El aluvión de 1975: la noche en que el barro arrasó Cutral Co

Con el paso del tiempo, distintas reconstrucciones históricas situaron el saldo de la tragedia entre 25 y 39 muertos, además de desaparecidos.

La noche del 11 de marzo de 1975 comenzó como una tormenta más en la árida geografía neuquina. Pero en pocas horas el cielo descargó una cantidad de agua que la región no estaba preparada para recibir. Cerca de 250 milímetros de lluvia cayeron sobre la comarca petrolera y transformaron los cañadones que bajan desde Cerro Bandera y Portezuelo en verdaderos ríos de barro.

Lo que siguió fue un aluvión devastador que atravesó Cutral Co siguiendo el cauce natural del llamado “zanjón”, un curso seco la mayor parte del año que muchos vecinos ya habían olvidado como amenaza. El resultado fue una tragedia que todavía hoy marca la memoria colectiva de la región.

El zanjón que se convirtió en un río de destrucción

El agua descendió con fuerza desde la meseta y encontró su camino natural hacia la ciudad. En cuestión de minutos, el zanjón —que según recuerdan antiguos pobladores era apenas “un hilito”— se convirtió en un torrente de barro, piedras y escombros.

La corriente arrasó viviendas construidas cerca de ese cauce natural y arrastró todo lo que encontró a su paso.

“Cuando el agua pasó parecía que había habido un terremoto”, recordaría años después el entonces intendente Carlos Rosso. El suelo había quedado abierto por grietas de varios metros de profundidad y el cauce del zanjón, que antes era una acequia, se había convertido en un canal de casi cien metros de ancho.

Una ciudad cubierta de barro

El aluvión cubrió amplias zonas de Cutral Co con hasta un metro de barro arcilloso.
Las primeras estimaciones indicaban:

  • cerca de 400 viviendas destruidas o gravemente dañadas
  • calles convertidas en canales de lodo
  • vehículos y postes eléctricos arrastrados por la corriente
  • rutas y vías ferroviarias cortadas

La Ruta 22 quedó interrumpida en ambos accesos a la ciudad y el Ferrocarril Roca suspendió su servicio tras el corte de vías cerca de Plaza Huincul.

Muertos, desaparecidos y miles de evacuados

Las cifras variaron durante los días posteriores al desastre. Los primeros reportes hablaban de decenas de víctimas fatales en la región. Con el paso del tiempo, distintas reconstrucciones históricas situaron el saldo de la tragedia entre 25 y 39 muertos, además de desaparecidos.

El temporal obligó a evacuar a más de 2.500 vecinos, muchos de los cuales fueron alojados en escuelas y edificios públicos.

La violencia del aluvión fue tal que algunos cuerpos aparecieron a decenas de kilómetros, incluso en la zona de Challacó, arrastrados por la corriente.

Una provincia en emergencia

La tormenta no golpeó sólo a la comarca petrolera. Gran parte de la provincia de Neuquén quedó bajo emergencia. Localidades como Picún Leufú, Piedra del Águila, Plottier y la capital provincial también registraron inundaciones y evacuaciones masivas.
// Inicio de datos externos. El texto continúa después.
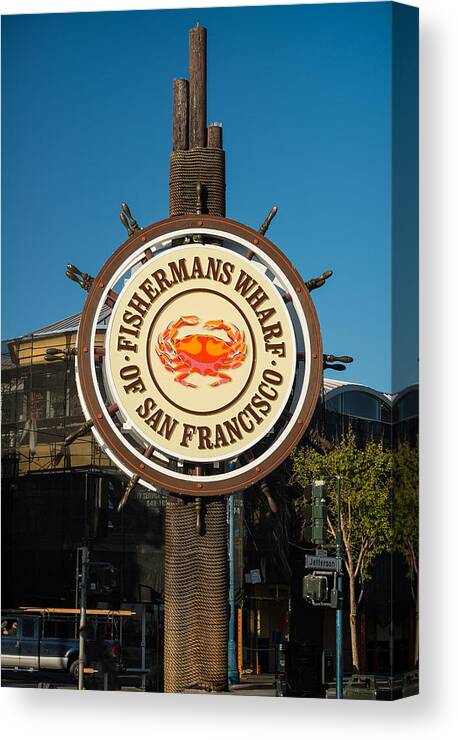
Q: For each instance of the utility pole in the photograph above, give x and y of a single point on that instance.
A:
(232, 670)
(339, 610)
(83, 622)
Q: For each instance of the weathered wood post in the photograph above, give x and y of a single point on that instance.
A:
(195, 584)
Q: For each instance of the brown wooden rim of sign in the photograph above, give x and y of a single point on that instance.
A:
(125, 456)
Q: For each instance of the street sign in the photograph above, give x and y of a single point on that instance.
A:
(211, 362)
(321, 562)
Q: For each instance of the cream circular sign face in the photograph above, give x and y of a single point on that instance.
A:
(200, 352)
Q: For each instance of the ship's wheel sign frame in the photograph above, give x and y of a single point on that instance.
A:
(208, 368)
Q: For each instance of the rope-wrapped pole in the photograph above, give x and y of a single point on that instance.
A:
(195, 582)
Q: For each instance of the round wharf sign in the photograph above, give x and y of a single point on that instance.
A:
(211, 362)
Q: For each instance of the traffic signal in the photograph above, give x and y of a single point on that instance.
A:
(103, 578)
(317, 513)
(315, 589)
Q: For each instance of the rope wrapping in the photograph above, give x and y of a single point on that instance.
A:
(189, 167)
(196, 569)
(196, 629)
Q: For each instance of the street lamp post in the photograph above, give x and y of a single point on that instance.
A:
(339, 610)
(82, 630)
(232, 669)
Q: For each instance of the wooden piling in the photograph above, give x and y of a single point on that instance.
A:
(197, 87)
(180, 115)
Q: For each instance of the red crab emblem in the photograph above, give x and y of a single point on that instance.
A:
(201, 353)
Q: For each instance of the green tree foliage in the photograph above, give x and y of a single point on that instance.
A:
(405, 515)
(365, 475)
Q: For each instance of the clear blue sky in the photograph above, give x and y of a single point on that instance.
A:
(304, 94)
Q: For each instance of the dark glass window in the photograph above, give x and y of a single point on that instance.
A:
(28, 627)
(407, 406)
(334, 404)
(358, 403)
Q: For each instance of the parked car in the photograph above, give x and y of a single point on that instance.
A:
(50, 642)
(360, 687)
(381, 688)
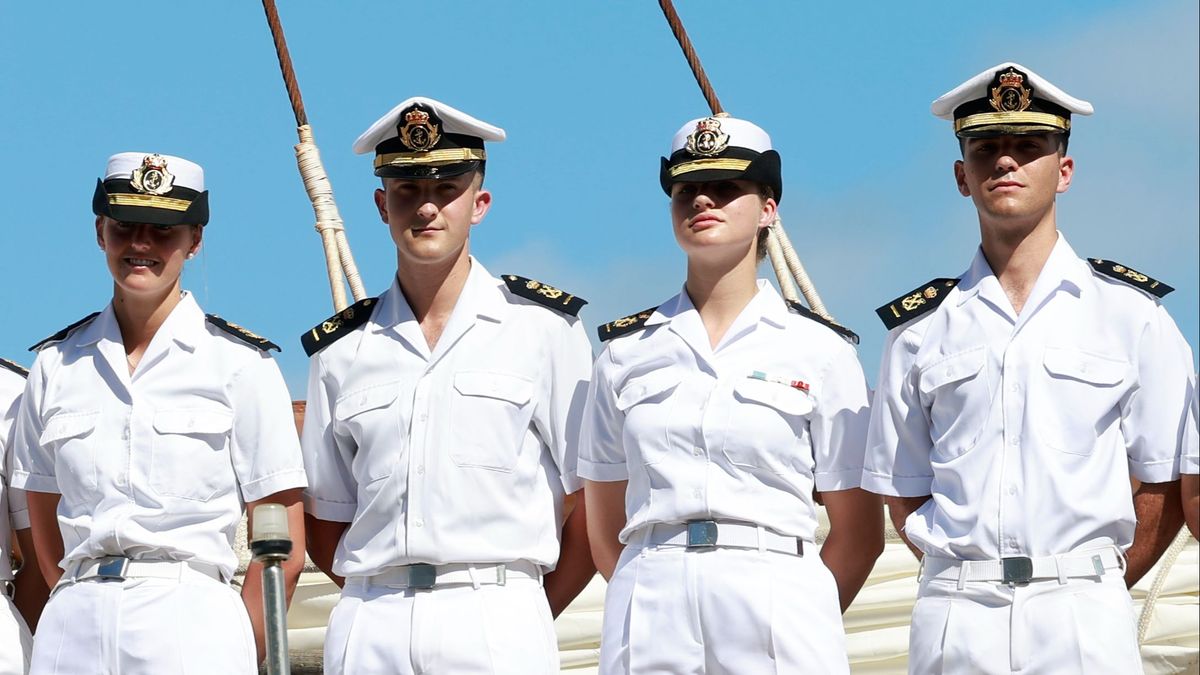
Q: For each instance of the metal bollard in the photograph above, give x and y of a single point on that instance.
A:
(271, 544)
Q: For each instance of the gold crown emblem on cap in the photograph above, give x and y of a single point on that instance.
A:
(1012, 95)
(420, 131)
(708, 139)
(153, 178)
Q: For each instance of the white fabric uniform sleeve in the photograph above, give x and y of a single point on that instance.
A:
(33, 466)
(838, 424)
(333, 491)
(601, 451)
(264, 446)
(1153, 414)
(558, 417)
(898, 443)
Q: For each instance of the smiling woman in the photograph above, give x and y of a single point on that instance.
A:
(149, 430)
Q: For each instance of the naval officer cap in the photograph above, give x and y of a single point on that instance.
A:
(151, 189)
(426, 138)
(721, 148)
(1008, 99)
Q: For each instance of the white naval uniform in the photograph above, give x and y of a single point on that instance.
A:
(461, 454)
(1025, 430)
(697, 437)
(16, 643)
(153, 466)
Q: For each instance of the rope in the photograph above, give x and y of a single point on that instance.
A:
(1156, 589)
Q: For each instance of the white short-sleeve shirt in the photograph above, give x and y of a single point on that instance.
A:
(13, 512)
(160, 464)
(742, 431)
(461, 454)
(1025, 429)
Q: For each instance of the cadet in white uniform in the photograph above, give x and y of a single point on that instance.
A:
(1013, 405)
(439, 430)
(712, 420)
(24, 592)
(145, 431)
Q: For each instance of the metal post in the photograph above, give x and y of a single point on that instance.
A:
(271, 544)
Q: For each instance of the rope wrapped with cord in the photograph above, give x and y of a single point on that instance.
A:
(783, 256)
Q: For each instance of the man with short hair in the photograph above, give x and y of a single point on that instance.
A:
(439, 432)
(1015, 401)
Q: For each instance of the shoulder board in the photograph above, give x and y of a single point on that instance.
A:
(915, 303)
(63, 334)
(9, 365)
(337, 326)
(1131, 276)
(544, 294)
(846, 334)
(624, 324)
(252, 339)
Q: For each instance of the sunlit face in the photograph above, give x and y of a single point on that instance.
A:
(1013, 178)
(720, 217)
(147, 258)
(430, 219)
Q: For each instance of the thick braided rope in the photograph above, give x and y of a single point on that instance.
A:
(1156, 589)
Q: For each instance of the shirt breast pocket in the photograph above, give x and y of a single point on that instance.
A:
(190, 459)
(66, 437)
(647, 404)
(766, 424)
(958, 395)
(1077, 400)
(490, 417)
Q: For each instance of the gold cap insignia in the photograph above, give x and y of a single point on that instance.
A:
(708, 139)
(420, 130)
(1011, 95)
(153, 178)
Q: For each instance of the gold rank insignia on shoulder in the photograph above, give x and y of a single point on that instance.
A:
(63, 334)
(916, 303)
(420, 130)
(1011, 95)
(241, 334)
(544, 294)
(153, 178)
(13, 366)
(624, 324)
(845, 333)
(337, 326)
(708, 139)
(1131, 276)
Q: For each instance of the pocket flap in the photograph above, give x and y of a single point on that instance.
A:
(67, 425)
(371, 398)
(501, 386)
(783, 398)
(953, 369)
(193, 420)
(1085, 366)
(646, 387)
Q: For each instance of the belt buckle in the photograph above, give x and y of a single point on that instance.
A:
(113, 568)
(423, 575)
(701, 533)
(1017, 569)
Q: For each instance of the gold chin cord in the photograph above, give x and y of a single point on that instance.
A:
(339, 262)
(783, 256)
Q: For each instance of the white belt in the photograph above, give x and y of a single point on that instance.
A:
(718, 533)
(423, 575)
(1095, 562)
(119, 568)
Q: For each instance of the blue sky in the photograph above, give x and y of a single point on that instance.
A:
(589, 94)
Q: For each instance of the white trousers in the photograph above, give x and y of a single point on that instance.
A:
(724, 611)
(16, 643)
(1085, 626)
(144, 627)
(449, 631)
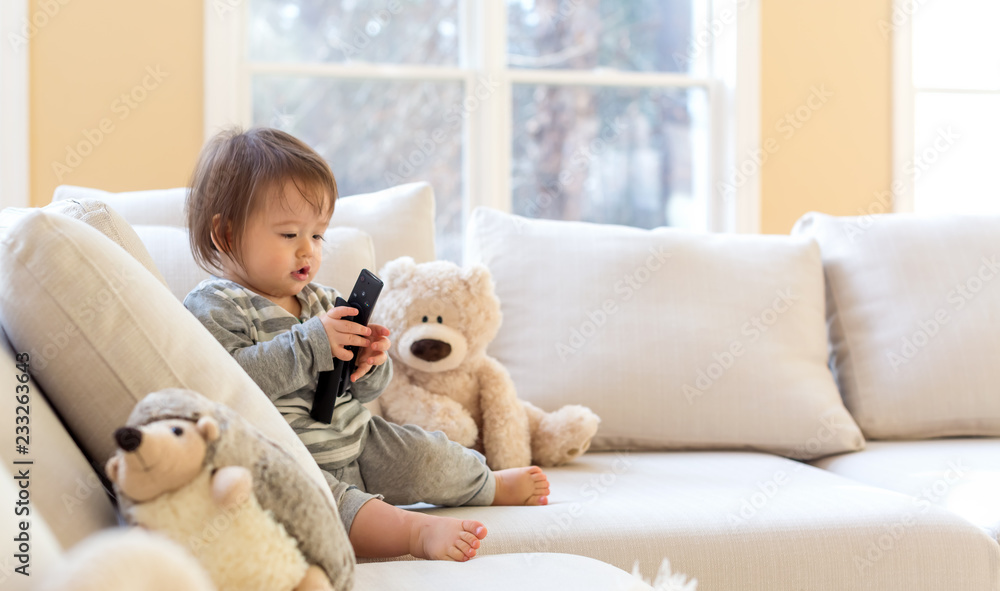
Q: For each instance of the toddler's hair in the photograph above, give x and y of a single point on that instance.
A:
(237, 172)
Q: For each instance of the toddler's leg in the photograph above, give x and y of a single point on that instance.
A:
(382, 531)
(409, 465)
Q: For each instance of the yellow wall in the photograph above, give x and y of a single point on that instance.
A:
(83, 60)
(93, 51)
(841, 156)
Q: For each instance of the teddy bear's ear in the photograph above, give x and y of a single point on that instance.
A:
(479, 280)
(397, 273)
(111, 467)
(209, 429)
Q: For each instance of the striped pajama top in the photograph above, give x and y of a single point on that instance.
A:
(284, 355)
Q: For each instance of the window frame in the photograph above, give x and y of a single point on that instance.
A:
(734, 97)
(904, 96)
(14, 111)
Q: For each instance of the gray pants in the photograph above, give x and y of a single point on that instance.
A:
(404, 465)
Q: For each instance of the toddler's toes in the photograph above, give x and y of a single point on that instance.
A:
(455, 553)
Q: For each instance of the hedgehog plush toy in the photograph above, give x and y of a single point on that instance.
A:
(199, 473)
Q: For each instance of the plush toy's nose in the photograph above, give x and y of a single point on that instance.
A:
(128, 438)
(430, 349)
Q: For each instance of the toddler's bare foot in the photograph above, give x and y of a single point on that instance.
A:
(445, 538)
(521, 486)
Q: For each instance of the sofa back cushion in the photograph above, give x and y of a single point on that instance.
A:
(399, 219)
(676, 339)
(65, 490)
(913, 307)
(96, 214)
(345, 252)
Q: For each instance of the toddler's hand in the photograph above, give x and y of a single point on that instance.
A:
(344, 333)
(375, 353)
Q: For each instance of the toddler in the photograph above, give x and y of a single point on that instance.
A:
(259, 205)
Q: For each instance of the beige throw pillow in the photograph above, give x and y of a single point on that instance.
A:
(913, 307)
(677, 340)
(98, 215)
(399, 219)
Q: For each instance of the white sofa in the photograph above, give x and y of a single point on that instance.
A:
(693, 462)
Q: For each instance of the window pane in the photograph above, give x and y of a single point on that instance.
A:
(635, 35)
(399, 32)
(616, 155)
(955, 44)
(377, 134)
(956, 152)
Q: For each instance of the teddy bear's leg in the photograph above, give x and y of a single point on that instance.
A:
(315, 580)
(561, 436)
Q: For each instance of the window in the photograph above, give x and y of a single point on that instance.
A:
(947, 112)
(597, 110)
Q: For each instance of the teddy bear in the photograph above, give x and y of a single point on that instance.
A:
(443, 317)
(196, 471)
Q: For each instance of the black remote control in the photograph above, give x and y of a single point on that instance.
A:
(333, 383)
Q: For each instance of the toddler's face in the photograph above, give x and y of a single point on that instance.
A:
(282, 247)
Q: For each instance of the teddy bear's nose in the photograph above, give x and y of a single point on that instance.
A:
(128, 438)
(430, 349)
Ante la magnitud del desastre, el gobierno provincial declaró zona de desastre y desplegó un operativo de asistencia con Ejército, Gendarmería, Policía, Vialidad y personal sanitario.

Camiones con alimentos, carpas, medicamentos y ropa comenzaron a llegar a las localidades afectadas mientras el Ejército instalaba cocinas de campaña para alimentar a los damnificados.

La reconstrucción

La tragedia obligó a repensar la planificación urbana de la zona. Con el tiempo se impulsaron obras pluvioaluvionales y defensas hidráulicas destinadas a canalizar las aguas que bajan desde la meseta.

También se construyeron 500 viviendas en el sector oeste de la ciudad, lo que más tarde daría origen al actual barrio San Martín, para reubicar a muchas de las familias que lo habían perdido todo.

Una herida que sigue en la memoria

A más de cinco décadas del desastre, el aluvión de marzo de 1975 sigue siendo uno de los episodios más dramáticos en la historia de Cutral Co y Plaza Huincul.

No sólo por la violencia del fenómeno natural, sino por lo que dejó al descubierto: una ciudad que había crecido sin imaginar que aquel zanjón seco podía, en una sola noche, convertirse en una fuerza capaz de cambiarlo todo.